This action arose in Nevada state court, where the plaintiff filed a class action complaint against his employer, Terrible Herbst (a prominent Las Vegas-area convenience store), for unpaid overtime and minimum wage violations under the federal Fair Labor Standards Act (FLSA), as well as Nevada workplace-protection statutes and breach of contract.  While a motion to compel production of the prospective class members’ names and contact information was pending, Terrible Herbst made a settlement offer to Pitts, offering to pay him $900 plus reasonable attorney fees and costs, when Pitts had alleged his own damages to be only $88.

Terrible Herbst then moved to dismiss the action for lack of subject matter jurisdiction, arguing that since its offer would have “fully compensated Pitts for his individual monetary claim,” the offer had therefore “rendered the entire case moot.”  Id. at *3.  The district court rejected the defendant’s theory that the settlement offer had mooted the class action, and the Ninth Circuit agreed.

The question before the Ninth Circuit was essentially “whether a putative class action becomes moot when the named plaintiff receives an offer of settlement that fully satisfies his individual claim before he files a motion for class certification.”  Id. at *17.  With considerable reference to and reliance on the two leading Supreme Court cases—Deposit Guaranty Nat’l Bank v.
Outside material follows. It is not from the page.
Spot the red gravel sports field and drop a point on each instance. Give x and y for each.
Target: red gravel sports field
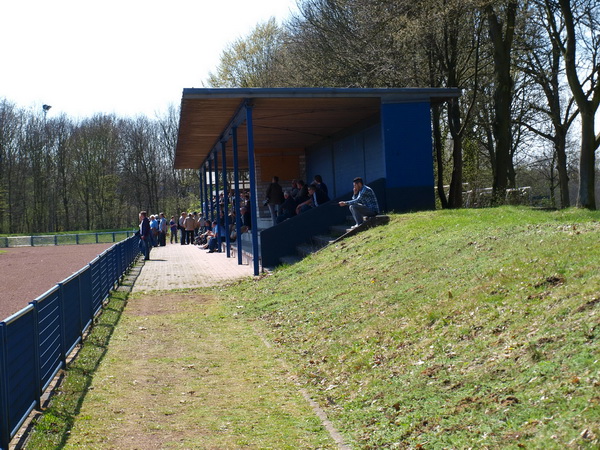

Roper, 445 U.S. 326 (1980) and United States Parole Comm’n v. Geraghty, 445 U.S. 388 (1980)—the panel struck a pragmatic note concerning class actions:

Where the class claims are so economically insignificant that no single plaintiff can afford to maintain the lawsuit on his own, Rule 23 affords the plaintiffs a “realistic day in court” by allowing them to pool their claims. . . . A rule allowing a class action to become moot “simply because the defendant has sought to ‘buy off’ the individual private claims of the named plaintiffs” before the named plaintiffs have a chance to file a motion for class certification would thus contravene Rule 23’s core concern: the aggregation of similar, small, but otherwise doomed claims.

Id. at *21-22 (citing Phillips Petroleum Co. v. Shutts, 472 U.S. 797, 809 (1985); Deposit Guaranty Nat’l Bank v. Roper, 445 U.S. 326, 339 (1980).